Many of us have been searching for ways to enhance the quality and accuracy of the financial plans we create for clients. The use of Monte Carlo simulation (MCS) is one example, but there’s still plenty of room for improvement. In the past few posts, we’ve discussed three different distributions (normal, uniform and triangular) that can be used with MCS in financial planning applications. In this post, we’ll discuss why the lognormal distribution is the best choice for the inflation assumption.
Inflation is clearly one of the more important assumptions in financial planning. However, beyond the consumer price index (CPI), as planners we should also consider using a separate inflation rate for Medicare, other health insurance premiums and college tuition, as these have risen faster than CPI. This should produce a more accurate expense assumption and hence, financial plan. However, we’ll focus our attention on the CPI data from January 1947 to the end of 2013 (66 years).

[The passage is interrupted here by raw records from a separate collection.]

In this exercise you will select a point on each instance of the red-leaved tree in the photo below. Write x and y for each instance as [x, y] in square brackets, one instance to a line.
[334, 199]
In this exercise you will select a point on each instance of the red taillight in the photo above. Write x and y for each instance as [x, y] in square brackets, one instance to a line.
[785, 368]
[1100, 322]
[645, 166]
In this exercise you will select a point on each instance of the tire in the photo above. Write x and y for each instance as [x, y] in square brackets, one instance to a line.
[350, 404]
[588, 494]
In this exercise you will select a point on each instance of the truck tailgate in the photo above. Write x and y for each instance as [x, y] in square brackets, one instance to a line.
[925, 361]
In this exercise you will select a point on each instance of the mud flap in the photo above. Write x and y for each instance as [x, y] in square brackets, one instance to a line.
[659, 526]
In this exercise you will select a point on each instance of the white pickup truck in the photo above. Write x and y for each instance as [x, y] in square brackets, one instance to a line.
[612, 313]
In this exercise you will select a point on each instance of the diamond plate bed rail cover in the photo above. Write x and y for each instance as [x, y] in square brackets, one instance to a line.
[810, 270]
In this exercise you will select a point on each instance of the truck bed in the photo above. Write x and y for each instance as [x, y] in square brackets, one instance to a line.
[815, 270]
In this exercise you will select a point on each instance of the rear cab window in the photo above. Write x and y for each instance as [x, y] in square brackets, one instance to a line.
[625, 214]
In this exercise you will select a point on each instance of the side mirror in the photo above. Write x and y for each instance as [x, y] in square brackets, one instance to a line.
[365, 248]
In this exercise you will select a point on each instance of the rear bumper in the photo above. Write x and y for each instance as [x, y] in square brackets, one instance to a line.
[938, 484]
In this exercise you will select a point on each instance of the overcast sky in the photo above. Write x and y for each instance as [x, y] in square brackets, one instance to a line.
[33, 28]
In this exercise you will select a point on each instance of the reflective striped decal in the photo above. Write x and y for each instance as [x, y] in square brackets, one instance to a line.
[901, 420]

The annual rate of change in the CPI during this period was approximately 3.7%. Three of the years were negative and the rest were positive. The table below contains the CPI data by tranches.
Here’s how I determined that the lognormal distribution is the best choice. First, I selected the annual CPI data (i.e. percentage change) using a program called Batch Fit which is included in Crystal Ball. (Crystal Ball is a Monte Carlo application which is an add-in for Microsoft Excel). Batch Fit analyzed the data and determined the lognormal distribution was the best fit.